We are, after this general description, in a position to recognise the site of the Cordeliers in modern Paris. As you go down the Boulevard St. Germains, just before you reach the Boulevard St. Michel (going east), you see a street leading off at a slight angle to the right. It is the Rue de l’École de Médecine, the college after which it is named facing both on this street and on the Boulevard. This street is merely the Rue des Cordeliers broadened and modernised. As you go a few yards up this street, you see on your left the great court of the college, and if you stand at its gate and look at the opposite side of the street, at the new buildings which are now the lecture-rooms and theatres of the Faculty, you are looking at the site of the old church, which has disappeared during this century. The street has been broadened by taking down the southern side, so that the church would actually have overlapped the modern street. Continuing, you pass on your right the open yard leading up to what was the hall of the Cordeliers, and is now the museum of surgery (the Musée Dupuytren), and a few yards farther brings you into the Boulevard St. Michel. Following this very broad avenue for twenty yards at the most, you may note a new street, the “Rue Racine,” turning off to the right. This did not exist in Danton’s time, but it lies nearly on the line that separated the Cordeliers from the Collège d’Harcourt (at present the Lycée St. Louis). As a fact, the line was a trifle to the south of the Rue Racine, and of course more irregular. The Rue Racine in its turn leads you into that old street the “Rue de Monsieur le Prince.” If you turn again to the right and go down this some hundred yards, you are still following the boundary of the Cordeliers, till you reach the “Rue Antoine Dubois.” This is identical with the old “Rue de l’Observance,” spoken of above, and a few steps down this short street leads you to the starting-point in the “Rue de l’École de Médecine.” Such a modern itinerary would describe as nearly as is now possible the circumference of the college and estate of the Cordeliers. The quadrilateral comprised by these four streets, the Rue de l’École de Médecine, the Rue Racine, the Rue M. de le Prince, and the Rue Antoine Dubois, is the site of the famous convent and its grounds.

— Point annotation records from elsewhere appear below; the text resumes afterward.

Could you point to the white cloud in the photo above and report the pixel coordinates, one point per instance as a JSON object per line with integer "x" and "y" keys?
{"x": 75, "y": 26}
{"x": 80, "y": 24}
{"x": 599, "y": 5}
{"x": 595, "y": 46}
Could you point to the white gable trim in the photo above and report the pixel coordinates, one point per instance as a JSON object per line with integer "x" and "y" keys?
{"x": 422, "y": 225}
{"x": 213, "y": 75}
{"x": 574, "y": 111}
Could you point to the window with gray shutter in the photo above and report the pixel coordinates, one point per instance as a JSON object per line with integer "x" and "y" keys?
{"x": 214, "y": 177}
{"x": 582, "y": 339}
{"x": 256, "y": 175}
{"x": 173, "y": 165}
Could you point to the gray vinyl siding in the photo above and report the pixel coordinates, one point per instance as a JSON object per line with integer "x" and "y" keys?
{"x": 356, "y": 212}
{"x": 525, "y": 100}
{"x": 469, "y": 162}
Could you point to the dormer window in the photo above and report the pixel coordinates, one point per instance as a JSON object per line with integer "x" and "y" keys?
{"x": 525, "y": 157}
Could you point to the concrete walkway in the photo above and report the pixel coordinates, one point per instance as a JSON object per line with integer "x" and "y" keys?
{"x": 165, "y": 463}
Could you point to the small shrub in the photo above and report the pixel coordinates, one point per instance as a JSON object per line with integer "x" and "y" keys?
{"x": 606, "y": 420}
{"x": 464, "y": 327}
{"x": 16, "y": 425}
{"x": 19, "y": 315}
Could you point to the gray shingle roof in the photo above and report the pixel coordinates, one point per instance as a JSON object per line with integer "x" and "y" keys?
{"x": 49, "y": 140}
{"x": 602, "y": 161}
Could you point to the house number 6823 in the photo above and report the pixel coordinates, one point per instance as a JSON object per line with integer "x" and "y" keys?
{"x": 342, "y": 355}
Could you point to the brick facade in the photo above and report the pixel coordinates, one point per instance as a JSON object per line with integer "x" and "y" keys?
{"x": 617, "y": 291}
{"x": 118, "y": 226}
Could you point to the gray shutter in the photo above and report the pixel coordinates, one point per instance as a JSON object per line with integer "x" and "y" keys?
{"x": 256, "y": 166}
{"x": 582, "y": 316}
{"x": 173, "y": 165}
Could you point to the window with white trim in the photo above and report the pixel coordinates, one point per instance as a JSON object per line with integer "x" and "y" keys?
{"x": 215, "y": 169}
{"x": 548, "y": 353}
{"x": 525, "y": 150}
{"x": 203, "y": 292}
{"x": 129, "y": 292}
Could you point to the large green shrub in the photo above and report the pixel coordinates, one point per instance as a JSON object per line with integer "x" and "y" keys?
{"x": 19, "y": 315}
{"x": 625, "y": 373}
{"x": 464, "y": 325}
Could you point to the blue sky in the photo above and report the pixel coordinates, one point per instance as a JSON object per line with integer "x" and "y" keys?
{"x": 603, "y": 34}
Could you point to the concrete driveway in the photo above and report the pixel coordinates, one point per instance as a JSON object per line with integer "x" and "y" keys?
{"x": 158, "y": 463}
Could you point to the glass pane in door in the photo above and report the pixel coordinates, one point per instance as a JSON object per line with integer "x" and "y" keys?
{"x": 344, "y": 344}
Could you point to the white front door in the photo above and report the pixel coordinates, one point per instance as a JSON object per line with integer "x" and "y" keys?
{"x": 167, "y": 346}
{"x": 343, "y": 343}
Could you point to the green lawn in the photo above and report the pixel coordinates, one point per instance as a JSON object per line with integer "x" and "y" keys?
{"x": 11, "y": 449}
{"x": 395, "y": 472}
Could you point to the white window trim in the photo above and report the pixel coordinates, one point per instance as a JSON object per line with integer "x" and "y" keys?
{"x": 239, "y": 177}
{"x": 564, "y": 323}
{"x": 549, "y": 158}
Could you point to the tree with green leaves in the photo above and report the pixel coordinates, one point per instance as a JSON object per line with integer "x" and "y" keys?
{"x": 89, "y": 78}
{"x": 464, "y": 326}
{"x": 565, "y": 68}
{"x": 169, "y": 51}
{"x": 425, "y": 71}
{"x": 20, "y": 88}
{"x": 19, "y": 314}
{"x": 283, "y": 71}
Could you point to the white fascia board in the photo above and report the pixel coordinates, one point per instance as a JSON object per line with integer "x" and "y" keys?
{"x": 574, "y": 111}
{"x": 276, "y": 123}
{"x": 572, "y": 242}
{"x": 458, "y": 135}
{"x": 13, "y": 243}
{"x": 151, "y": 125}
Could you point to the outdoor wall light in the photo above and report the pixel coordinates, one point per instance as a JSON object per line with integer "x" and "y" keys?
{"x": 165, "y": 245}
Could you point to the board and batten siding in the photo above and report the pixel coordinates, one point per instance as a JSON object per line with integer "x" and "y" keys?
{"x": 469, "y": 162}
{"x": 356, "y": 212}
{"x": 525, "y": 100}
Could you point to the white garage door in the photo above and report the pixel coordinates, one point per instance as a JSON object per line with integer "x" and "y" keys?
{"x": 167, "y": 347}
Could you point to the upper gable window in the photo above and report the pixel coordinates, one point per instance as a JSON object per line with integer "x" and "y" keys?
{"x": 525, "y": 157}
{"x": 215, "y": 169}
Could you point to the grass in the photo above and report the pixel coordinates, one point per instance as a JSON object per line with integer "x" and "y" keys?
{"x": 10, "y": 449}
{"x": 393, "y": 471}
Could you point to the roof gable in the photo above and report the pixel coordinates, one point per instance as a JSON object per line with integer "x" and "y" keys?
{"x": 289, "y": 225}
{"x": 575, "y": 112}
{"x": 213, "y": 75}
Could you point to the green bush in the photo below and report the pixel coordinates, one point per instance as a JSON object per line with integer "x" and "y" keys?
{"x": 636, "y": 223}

To reproduce the quarter in 1788 we have to imagine the following changes:—The Rue de l’École de Médecine, very narrow, flanked for the greater part of its southern side with the church and old wall of the convent. It leads into a little narrow street called the “Rue de la Harpe,” which went right up the hill, and would correspond to a strip taken in the exact centre of the present Boulevard St. Michel. The first few buildings here, notably the Church of St. Come, were still on the Cordeliers’ estate. Just above them, however, began the grounds and buildings of the “College d’Harcourt.” As we have observed, the Rue Racine did not exist, nor anything corresponding to it. To follow the boundaries of the estate you would have had to let yourself in by a side-door, and then you might have followed a long, irregular wall which separated their land from the College d’Harcourt. This wall, after passing through a great garden, came out on the Rue Monsieur le Prince, and the rest of one’s circuit would be much what it is to-day.

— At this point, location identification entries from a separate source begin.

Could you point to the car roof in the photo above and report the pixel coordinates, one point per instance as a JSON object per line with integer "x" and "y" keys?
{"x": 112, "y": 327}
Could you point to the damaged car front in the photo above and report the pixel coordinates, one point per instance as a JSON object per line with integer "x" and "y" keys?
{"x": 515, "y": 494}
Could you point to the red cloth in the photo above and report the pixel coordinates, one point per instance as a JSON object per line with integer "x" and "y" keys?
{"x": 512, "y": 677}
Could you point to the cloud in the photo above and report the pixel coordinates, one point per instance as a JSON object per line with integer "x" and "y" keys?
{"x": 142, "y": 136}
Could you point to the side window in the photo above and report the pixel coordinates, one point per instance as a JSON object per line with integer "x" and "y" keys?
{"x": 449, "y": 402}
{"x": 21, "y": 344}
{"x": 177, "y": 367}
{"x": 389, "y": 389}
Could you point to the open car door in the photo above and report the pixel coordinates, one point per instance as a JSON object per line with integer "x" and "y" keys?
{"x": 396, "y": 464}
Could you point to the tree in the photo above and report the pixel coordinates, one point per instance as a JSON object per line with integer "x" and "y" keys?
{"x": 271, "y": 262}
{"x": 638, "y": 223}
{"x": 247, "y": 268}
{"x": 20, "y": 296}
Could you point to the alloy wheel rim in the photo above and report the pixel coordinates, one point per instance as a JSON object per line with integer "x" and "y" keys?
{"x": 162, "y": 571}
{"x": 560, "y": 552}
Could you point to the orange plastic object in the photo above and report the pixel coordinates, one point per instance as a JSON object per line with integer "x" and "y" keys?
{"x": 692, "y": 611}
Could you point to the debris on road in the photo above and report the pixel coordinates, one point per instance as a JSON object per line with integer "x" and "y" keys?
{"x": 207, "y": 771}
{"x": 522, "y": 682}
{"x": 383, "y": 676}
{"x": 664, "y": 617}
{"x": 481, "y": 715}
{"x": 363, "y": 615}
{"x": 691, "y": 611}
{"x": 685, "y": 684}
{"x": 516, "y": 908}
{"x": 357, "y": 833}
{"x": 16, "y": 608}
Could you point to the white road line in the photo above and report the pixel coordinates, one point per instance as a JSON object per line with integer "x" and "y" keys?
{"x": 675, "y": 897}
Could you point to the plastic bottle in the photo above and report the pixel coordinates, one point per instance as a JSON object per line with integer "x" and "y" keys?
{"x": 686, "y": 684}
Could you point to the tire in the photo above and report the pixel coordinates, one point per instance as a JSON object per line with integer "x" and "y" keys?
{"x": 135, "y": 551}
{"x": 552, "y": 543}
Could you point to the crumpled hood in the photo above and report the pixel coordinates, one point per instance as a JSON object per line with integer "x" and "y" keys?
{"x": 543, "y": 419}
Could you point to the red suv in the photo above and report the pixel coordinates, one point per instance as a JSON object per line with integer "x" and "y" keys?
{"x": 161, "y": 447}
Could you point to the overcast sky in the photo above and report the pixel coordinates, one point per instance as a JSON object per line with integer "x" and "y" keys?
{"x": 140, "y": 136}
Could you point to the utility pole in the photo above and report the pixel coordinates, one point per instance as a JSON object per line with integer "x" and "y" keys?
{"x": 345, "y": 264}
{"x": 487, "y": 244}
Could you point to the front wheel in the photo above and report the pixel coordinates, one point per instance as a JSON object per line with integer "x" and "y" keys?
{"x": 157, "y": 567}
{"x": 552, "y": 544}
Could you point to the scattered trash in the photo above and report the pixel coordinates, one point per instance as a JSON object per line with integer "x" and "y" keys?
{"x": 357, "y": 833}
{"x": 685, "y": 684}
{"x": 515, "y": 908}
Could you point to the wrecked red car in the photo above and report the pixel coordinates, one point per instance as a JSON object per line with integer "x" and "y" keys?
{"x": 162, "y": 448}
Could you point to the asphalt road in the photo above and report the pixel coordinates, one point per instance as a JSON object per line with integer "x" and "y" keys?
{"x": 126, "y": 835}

Finally, to see the building as Danton saw it, you must imagine a half-deserted place, rich, but somewhat unfrequented, like certain old legal Inns that once stood in London, old walls appearing here and there from between houses of a century’s date; a mass of irregular buildings, of garden and of private house hopelessly intermingled; while up a narrow and dark passage stood the Hall, which was still the best preserved part of the college, and with which alone his name is associated.